1630 Nova Virginiae Tabula
By: Henricus Hondius
Date: 1630 (circa) Amsterdam
Dimensions: 15 x 19.5 inches (38 cm x 49.5 cm)
This map of the Chesapeake Bay region is one of the most important of its day, and is credited with disseminating knowledge of the English settlement in Virginia throughout Europe in the 17th century. The map is a derivative of Captain Joh Smith’s seminal map of 1612, which was the first to depict the Bay and its tributaries and other waterways with any accuracy. It is highly detailed with geophysical features. The names of countless indigenous peoples are featured throughout the entire region, most of them on the banks of rivers, which would have been essential to settling in any region. Henricus Hondius based his important map of the Chesapeake Bay region on the map of Jodocus Hondius, Jr., whose plates had been sold to Blaeu, necessitating the re-engraving by Henricus in about 1630.

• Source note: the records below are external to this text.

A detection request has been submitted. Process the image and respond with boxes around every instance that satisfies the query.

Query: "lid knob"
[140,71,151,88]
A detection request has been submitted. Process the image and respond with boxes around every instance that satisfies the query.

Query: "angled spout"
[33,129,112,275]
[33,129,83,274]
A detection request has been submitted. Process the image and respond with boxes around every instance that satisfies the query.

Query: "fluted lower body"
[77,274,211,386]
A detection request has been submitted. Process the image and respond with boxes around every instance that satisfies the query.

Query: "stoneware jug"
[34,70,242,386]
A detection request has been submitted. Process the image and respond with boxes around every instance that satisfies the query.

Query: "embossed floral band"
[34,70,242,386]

Most of the maps of this area were published by Blaeu and included French text on the verso describing the area depicted and some history of it. This map features Latin on face of the map and German on the verso. The upper left hand corner features the great Indian chief Powhatan seated on his throne, attended by his subjects. The upper right quadrant features the Royal British coat of arms beneath which a solitary Indian in war regalia armed with a club and a bow stands at guard. At the center of the bottom of the map is featured a scale of miles which also includes Hondius’ name. A legend is featured to the left of the coat of arms describing the various types of housing depicted on the map.
Condition: This map is in B+ condition, with thinning in a number of places. Centerfold and another separation have been repaired with archival materials on the verso.